As part of our Blended Family Friday series, each week we spotlight a different stepfamily to learn how they successfully blended their two families. Our hope is that by telling their stories, we'll bring you closer to blended family bliss in your own life! Want to share your own story? Email us at firstname.lastname@example.org.
Veronica and Martin had one shared goal when they married and brought their two sets of kids together a few years back: They were dead set on making sure everyone got the attention they needed, especially Veronica's autistic twin boys.
"We have modified the home to give everyone the space and special attention they need," Veronica told us. "We're very proud of our family of three years and the accommodations we have made for all of them. It's been a time of transition but we've come out a very strong, happy family."
Below, Veronica and Martin tell us more.
Hi Veronica! Want to introduce us to your family?
There are six of us in all. There's me and my husband Martin, and our four kids: Wilson, 14; Quinton, 14; Anja, 12; and Freya, who's 9. The girls are from Martin’s first marriage, the boys are from mine.
(Photos by Adam Heimerman)
How long have you and Martin been together?
We met in 2009 and married two years later. We began our relationship as friends and introduced each other and our children as friends. We feel very strongly that many single parents are too quick to introduce their children to everyone they date as a girlfriend or boyfriend. We believe children need consistency of people in their lives, and children of divorce understandably have a lot of confusion about love relationships. We have a lot of evidence in our family to show that it was the right thing for the children to all be friends before they were siblings.
What are some of the biggest challenges of blended family life?
Veronica: In the beginning, I was very concerned about the boys and me moving into the house that already belonged to Martin and the girls. I was also concerned with the logistics of the boys moving to a new house, because they have autism. Children with autism need a great deal of continuity to feel secure. It was very important to me that we establish enough space for everyone to not feel like a blended family was an intrusion or an inconvenience, so before the marriage, we remodeled the basement to make two extra bedrooms for the boys and a family space for us all to enjoy.
Martin: We try hard to be sure all of our children see us as caring parental figures rather than nagging stepparents. We have to make sure our expectations are reasonable given our amount of custody of each child, the child’s age, the effect of autism, and each child’s emotional needs for stability.

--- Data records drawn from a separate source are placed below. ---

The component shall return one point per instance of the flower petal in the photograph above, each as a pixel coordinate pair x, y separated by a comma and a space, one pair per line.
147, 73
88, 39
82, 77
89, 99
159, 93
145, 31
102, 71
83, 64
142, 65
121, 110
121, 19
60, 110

What's the best thing about being part of a blended family?
Veronica: We’re never bored! We work hard and we play hard. Life is constantly changing with new challenges as all the different children hit various milestones. Someone’s always having a new success to celebrate or a new hurdle to overcome, and we do our best to ensure that every one of us acknowledges the accomplishments of everyone else. The widely varied interests of the four children keep life interesting; we’ve done art lessons, piano lessons, horseback riding, cake decorating, girl scouts, video game conventions and so much more! We try very hard to make the most of our time together and have lots of fun while our kids are still kids. We want to leave them with memories that make them feel secure and teach them how to have positive family experiences with their own kids someday. We feel lucky to live in a place where we can easily and inexpensively go off to the mountains for the day, go tubing down a river, book a whitewater rafting trip, or take a quick road trip to Nashville for a rock musical.
What makes you proudest of your family?
Veronica: The added dimensions and perspectives brought to everyone by having a more diverse family have been powerful. The advantage of having neurotypical sisters enter their lives has been so great for the boys’ social and communication skills. The girls now look at their peers with less judgment and with more compassion after having the boys in their lives and learning to recognize and interact with the traits of autism. The joy of a simple family dinner where all the children interact with normal conversation and laughter gives us certainty that we made the right decision in forming this family.
How do you deal with stress in your household?
Veronica: We think a lot. We plan a lot. We laugh a lot. Martin and I make sure that we always work as hard as the other. We make a really great team in parenting. I’m an obsessive calendar manager; I really believe that the more we are all aware of what’s going on with each other from extracurricular activities to separate vacations over school breaks, the less stressed we feel. It can be very confusing with some of the children going back and forth between two households, riding different school buses, having kids in four different schools and juggling all the many different activities and interests of four very different children.
Martin: We are always discussing, second guessing, reviewing and challenging ourselves to see if we are parenting the right way. We always look for ways to do it better to help the children grow up to be the best people they can be as well as to make them as tolerable as possible.
What advice do you have for other blended families who feel like a peaceful family dynamic is out of reach?
Veronica: Don’t forget that you don’t all have to do everything together. We believe it’s important to also have special days just for one or two of the children at a time. We took a trip to NYC last year with just the boys because they needed all of our attention to make sure they could learn to deal with all the sensory data of the big city. Martin sometimes takes one or both of the girls on a bike ride, a camping trip, or a daddy dinner date. The girls really like clothes shopping trips with just me. We are very aware that no one needs five other people around all the time; sometimes, you need the quiet moments with family, too -- and that includes quiet moments for just dad and mom!